James Nieh
Associate Professor of Biology, UCSD

e-mail: jnieh@ucsd.edu
Lab Home Page

Evolution of animal communication: functionally referential communication in highly social bees

Insect societies have evolved communication systems of remarkable complexity. Highly social bees (honeybees and stingless bees) use sophisticated methods to exploit resources such as pollen, nectar, water, resin, and nest sites. Social bees can recruit, increase the number of nestmates at a particular location or increase the number of nestmates searching for a particular resource at non-specific locations.

My research examines the mechanisms that allow highly social bees to communicate resource location and seeks to understand how these communication systems have evolved.

Honeybees use functionally referential communication, the transformation of environmental information into coded signals understood by a conspecific receiver. Such a system may be a sophisticated form of animal communication because of the cognitive complexities presumably involved in transforming sensory information into coded communication signals. However, the question of how referential communication has evolved remains relatively unexplored.

Stingless bees
Stingless bees are an excellent model for the evolution of animal language because they possess the widest diversity of species and communication strategies, including the ability to acoustically encode the distance and height of food sources. Moreover, some species may use functionally referential communication.


For example, Melipona panamica foragers can communicate the three-dimensional location of food sources. To achieve this, foragers use a combination of mechanisms.
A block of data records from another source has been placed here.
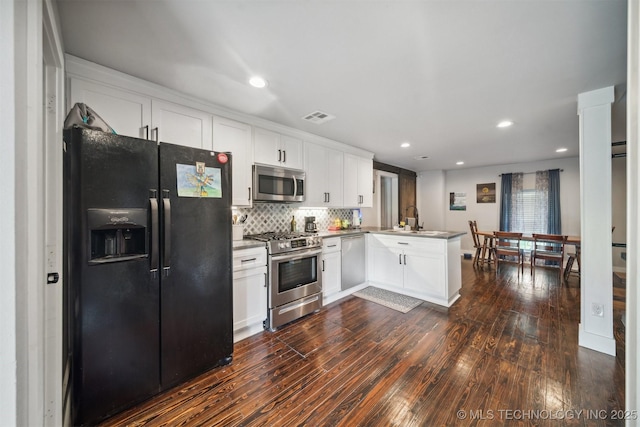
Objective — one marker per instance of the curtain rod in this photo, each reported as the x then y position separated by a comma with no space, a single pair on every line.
529,173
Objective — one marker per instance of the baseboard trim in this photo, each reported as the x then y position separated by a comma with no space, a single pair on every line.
596,342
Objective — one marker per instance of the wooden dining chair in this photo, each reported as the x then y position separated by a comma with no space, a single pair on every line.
473,225
548,247
507,245
573,257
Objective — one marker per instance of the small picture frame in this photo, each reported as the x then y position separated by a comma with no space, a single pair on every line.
486,193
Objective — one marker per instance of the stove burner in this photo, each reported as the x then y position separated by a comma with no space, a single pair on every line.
272,235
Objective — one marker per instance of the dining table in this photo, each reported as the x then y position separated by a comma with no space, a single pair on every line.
488,238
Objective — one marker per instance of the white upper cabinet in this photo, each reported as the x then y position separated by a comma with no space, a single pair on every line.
132,114
128,113
180,125
358,181
324,171
272,148
235,137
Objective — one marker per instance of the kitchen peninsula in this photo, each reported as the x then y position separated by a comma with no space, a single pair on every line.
422,264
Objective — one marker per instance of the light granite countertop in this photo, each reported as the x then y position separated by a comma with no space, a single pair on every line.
432,234
248,243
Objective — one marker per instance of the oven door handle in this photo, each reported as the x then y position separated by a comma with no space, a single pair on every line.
295,255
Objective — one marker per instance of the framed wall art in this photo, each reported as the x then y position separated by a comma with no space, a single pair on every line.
486,193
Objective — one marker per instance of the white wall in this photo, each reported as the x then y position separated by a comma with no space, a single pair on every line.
8,393
434,189
632,339
430,187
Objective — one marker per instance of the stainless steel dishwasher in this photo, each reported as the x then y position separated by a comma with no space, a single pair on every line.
353,262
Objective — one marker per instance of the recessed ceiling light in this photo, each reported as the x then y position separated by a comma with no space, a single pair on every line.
257,81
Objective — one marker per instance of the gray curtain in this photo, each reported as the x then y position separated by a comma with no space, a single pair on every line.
554,223
505,202
511,202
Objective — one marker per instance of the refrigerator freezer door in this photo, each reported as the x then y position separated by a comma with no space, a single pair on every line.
196,283
112,306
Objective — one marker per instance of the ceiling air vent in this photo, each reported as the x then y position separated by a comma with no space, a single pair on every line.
318,117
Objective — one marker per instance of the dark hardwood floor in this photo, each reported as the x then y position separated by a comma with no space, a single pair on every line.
506,353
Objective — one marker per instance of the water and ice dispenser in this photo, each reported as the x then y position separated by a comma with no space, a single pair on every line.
117,234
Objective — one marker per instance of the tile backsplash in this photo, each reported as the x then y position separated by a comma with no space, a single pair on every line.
264,217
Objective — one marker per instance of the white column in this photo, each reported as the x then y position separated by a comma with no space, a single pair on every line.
596,281
632,340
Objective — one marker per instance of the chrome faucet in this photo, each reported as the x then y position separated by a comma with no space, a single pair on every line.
415,210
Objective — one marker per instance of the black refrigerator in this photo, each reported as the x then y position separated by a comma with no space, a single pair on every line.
148,267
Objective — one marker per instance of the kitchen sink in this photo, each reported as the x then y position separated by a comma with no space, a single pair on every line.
420,232
431,232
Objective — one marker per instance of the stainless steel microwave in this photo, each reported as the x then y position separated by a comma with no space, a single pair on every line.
274,184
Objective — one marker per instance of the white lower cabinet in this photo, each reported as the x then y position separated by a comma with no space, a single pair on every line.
424,273
249,291
331,266
426,268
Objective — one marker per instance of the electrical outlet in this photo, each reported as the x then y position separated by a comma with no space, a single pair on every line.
597,309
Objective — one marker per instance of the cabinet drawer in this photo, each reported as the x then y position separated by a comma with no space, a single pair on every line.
410,242
332,244
244,259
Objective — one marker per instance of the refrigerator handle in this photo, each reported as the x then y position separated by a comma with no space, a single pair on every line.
166,255
153,201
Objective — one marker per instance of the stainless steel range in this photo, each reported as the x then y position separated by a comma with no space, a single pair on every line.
295,278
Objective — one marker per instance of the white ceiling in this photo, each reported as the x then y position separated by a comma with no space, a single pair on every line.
439,74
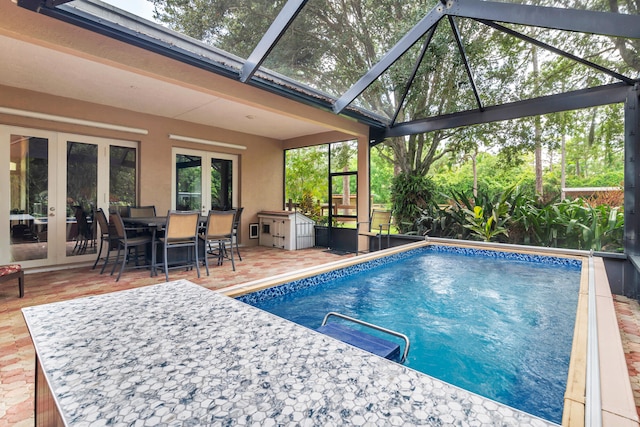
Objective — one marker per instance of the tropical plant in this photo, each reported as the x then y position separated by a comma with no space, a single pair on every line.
410,194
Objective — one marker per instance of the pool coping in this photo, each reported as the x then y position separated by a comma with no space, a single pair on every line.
618,406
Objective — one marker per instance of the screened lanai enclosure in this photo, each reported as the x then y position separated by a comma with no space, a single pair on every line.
406,69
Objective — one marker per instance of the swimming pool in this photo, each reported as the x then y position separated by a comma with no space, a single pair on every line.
511,343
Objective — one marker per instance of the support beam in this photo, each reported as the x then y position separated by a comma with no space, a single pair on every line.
601,95
631,281
405,43
465,59
268,41
557,51
584,21
632,172
416,67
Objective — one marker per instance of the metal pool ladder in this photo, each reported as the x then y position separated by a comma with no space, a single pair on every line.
379,346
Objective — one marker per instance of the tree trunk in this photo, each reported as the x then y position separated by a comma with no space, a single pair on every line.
538,132
563,166
474,159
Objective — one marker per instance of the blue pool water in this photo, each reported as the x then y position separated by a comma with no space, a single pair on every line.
499,327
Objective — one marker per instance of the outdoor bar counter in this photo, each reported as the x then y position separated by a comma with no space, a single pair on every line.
177,354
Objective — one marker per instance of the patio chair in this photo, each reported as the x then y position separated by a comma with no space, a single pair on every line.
140,212
219,231
378,225
125,243
236,225
108,238
181,232
13,271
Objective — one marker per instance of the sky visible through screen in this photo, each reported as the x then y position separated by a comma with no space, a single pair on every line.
142,8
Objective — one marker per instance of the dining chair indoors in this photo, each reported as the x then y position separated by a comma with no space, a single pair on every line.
125,243
108,238
218,232
181,232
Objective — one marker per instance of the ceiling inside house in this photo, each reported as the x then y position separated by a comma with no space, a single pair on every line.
28,66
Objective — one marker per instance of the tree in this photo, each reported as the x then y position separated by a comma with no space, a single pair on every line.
332,44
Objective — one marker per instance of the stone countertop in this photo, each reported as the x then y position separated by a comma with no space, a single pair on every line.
177,354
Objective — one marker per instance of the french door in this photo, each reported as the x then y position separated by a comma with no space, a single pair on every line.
55,181
204,180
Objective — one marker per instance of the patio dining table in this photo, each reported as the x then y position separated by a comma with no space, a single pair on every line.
153,224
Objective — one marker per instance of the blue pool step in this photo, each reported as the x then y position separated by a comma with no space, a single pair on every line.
363,340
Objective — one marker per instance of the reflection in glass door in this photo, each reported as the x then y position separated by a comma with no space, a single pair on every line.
54,183
204,181
221,184
28,201
81,200
188,182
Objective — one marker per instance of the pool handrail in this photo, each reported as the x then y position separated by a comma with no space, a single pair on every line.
376,327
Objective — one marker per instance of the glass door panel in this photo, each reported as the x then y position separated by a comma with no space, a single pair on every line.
54,183
188,183
343,195
221,184
29,190
204,180
122,176
81,199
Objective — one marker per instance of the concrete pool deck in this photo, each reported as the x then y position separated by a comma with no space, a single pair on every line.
16,351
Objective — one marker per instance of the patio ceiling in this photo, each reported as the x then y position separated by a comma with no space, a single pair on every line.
28,66
490,16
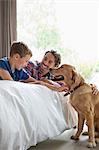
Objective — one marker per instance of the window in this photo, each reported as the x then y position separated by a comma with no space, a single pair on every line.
68,26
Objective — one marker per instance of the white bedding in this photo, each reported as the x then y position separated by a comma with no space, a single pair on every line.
30,114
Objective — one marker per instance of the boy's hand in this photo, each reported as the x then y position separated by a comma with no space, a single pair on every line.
95,91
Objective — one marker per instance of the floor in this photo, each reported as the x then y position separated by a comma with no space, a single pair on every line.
63,142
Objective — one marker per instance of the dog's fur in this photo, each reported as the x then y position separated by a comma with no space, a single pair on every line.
82,99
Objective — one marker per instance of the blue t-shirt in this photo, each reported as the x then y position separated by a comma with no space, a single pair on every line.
15,74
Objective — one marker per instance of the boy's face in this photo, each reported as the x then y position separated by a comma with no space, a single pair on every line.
21,62
48,62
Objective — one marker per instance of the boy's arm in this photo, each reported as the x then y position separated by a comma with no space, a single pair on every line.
4,74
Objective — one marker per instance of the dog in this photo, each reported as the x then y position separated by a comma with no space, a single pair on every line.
82,99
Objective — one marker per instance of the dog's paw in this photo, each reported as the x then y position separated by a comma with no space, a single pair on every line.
91,144
74,138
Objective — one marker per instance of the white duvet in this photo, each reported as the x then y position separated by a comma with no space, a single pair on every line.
30,114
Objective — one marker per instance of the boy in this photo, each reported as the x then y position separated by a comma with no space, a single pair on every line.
12,68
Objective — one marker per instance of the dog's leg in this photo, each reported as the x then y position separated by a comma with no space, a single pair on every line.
81,120
91,132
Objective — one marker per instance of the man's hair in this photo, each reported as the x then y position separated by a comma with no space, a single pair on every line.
56,55
20,48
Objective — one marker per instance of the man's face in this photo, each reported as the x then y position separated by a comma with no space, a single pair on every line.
22,61
48,62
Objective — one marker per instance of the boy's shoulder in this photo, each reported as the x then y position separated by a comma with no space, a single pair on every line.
5,59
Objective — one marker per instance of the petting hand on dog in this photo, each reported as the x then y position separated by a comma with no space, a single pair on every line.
95,91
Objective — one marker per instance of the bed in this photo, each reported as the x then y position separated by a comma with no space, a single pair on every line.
31,113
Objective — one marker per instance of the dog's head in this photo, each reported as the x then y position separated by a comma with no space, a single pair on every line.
70,76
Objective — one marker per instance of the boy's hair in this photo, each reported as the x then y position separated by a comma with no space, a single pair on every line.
20,48
56,55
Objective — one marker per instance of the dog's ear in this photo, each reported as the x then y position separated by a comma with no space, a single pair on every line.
77,80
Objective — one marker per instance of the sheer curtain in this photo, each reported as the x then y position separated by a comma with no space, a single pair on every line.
7,25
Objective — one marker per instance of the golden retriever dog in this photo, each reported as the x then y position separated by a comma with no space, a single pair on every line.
84,102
Results from a series of removal experiments (segregating all feeder-experienced foragers from potential recruits as they left the nest) suggest that direction is communicated outside the nest whereas height and distance are communicated inside the nest (Nieh & Roubik 1998).

A recruiting forager produces a series of pulsed sounds when she unloads her food to other bees and when she begins to make clockwise and counterclockwise dance movements (Nieh 1998B). During the food-unloading phase, she produces longer sound pulses for a food source on the canopy floor than for one 40 m up in the canopy. During the dance phase, sound pulse duration is positively correlated with increasing distance of the food source from the nest (Nieh & Roubik 1998). Thus M. panamica foragers appear to use sounds to communicate food height and distance. Several other Melipona species also produce sound pulses whose durations correlate with the distance to a food source. Direction may be communicated outside the nest through recruits initially following the recruiter for short distances. However, recruits can still find the food source at the correct height and distance even when they are prevented from following recruiters outside the hive.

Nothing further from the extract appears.